If you have spent any time in the last few years searching for a job, you have probably thought once or twice about becoming an entrepreneur. It’s certainly a tempting prospect: being your own boss, having more control over your career, and having potentially unlimited income all sound wonderful to job-searchers who keep having to adjust their expectations for a job. Of course, going it alone is not an easy path. If you are at a career crossroads and have a great idea for a business, here is what you can expect from becoming an entrepreneur:

1. College can help you. As Amy Reinink reported in The Washington Post, many college campuses are adding courses and programs geared toward helping students become entrepreneurs. If you are currently in college and have an idea for a business, take advantage of the opportunity to learn more about how to make your start-up work. Since the sad fact is that most businesses fail, learning how to handle all of the ins and outs of creating a business plan, filing taxes, finding investors, and marketing while in the safe environment of college will give you a great background for once you are trying to make your ideas work in the real world.

Even if your college years are behind you, you can still take advantage of entrepreneurship education through your local community college. Check out the National Association for Community College Entrepreneurship to find a local school that can help you learn how to become an entrepreneur.

2. Social action can help you find investors. While the unstable economy is certainly a major factor for why entrepreneurs go into business for themselves, many new businessmen and women are also interested in being socially responsible in their careers. This means that they are often starting companies that will help to solve or mitigate a social problem.

Not only does this allow individuals to work for a cause they are passionate about, but it also provides a built-in method for finding interested investors. Since getting a loan for a small business is also difficult in this economy, many new entrepreneurs are seeking the help of angel investors—rich individuals who provide capital for a new business. Find someone who cares deeply about the social problem your start-up will help mitigate, and it will be an easy sell.

3. Have an escape plan. It’s unlikely that your start-up will become the next Apple, so it is important to protect yourself in case of failure. In addition to planning how your business will grow, you should also write in a “worst-case-scenario” strategy so that you do not lose everything. That includes how to treat your investors in case your business folds—you want everyone associated with your business to have a good opinion of how you conducted yourself, even if things don’t ultimately work out.

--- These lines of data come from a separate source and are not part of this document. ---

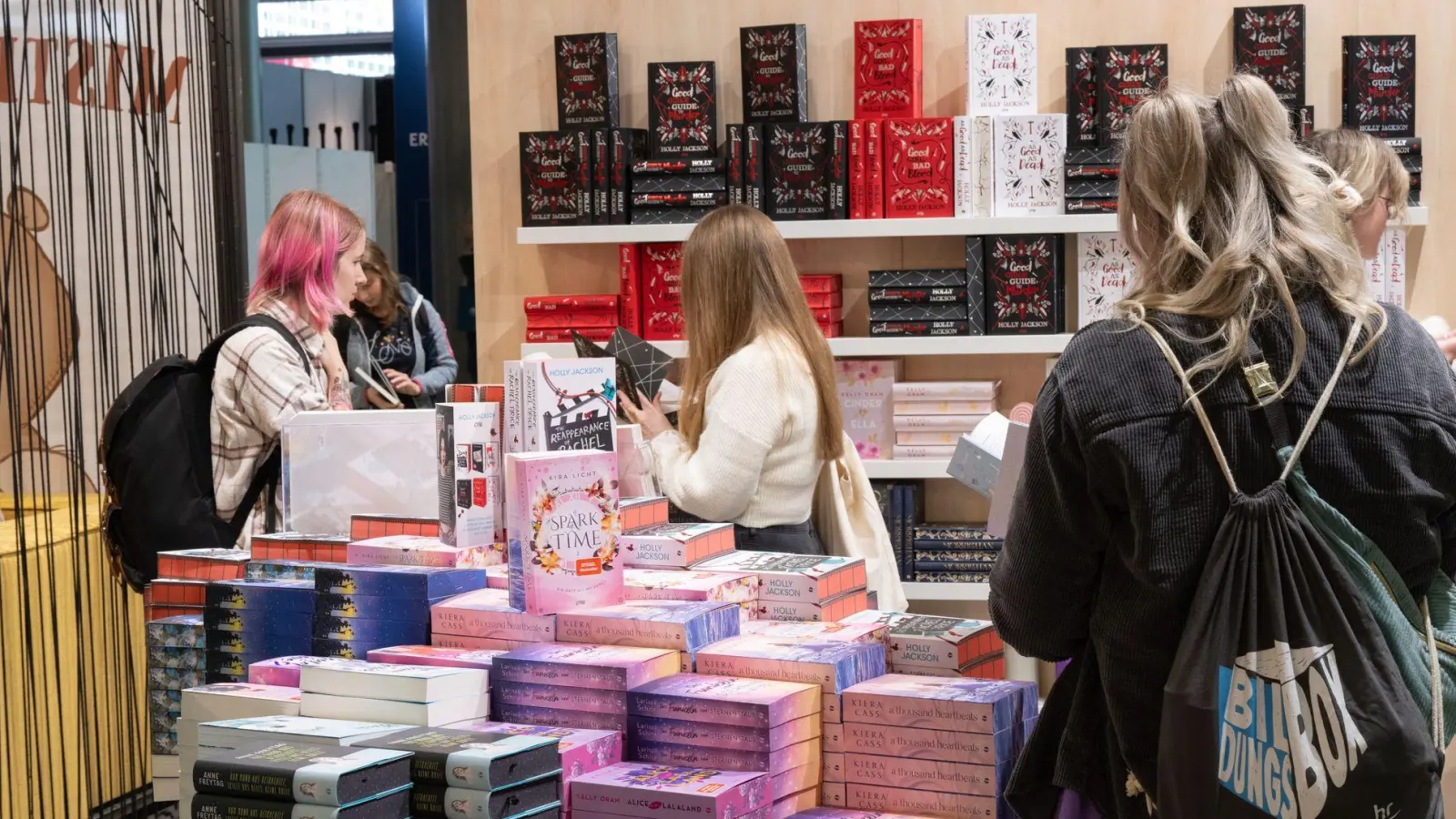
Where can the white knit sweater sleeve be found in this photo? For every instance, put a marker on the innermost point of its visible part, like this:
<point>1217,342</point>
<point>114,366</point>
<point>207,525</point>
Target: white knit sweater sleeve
<point>743,420</point>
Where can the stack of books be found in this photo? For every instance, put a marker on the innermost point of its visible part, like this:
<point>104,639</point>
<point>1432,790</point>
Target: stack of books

Believing whole-heartedly in your business plan while also protecting yourself in case of failure can be a mental tightrope walk, but it is important to remember that you can pick yourself up and try again should this venture fail. The entrepreneurial spirit is one that can survive a failed startup.

The Bottom Line

Becoming an entrepreneur is certainly not an easy path to employment. However, if you are passionate about your idea, willing to learn and ask questions, and know that you can dust yourself off after a setback, going into business for yourself may be a great career path for you.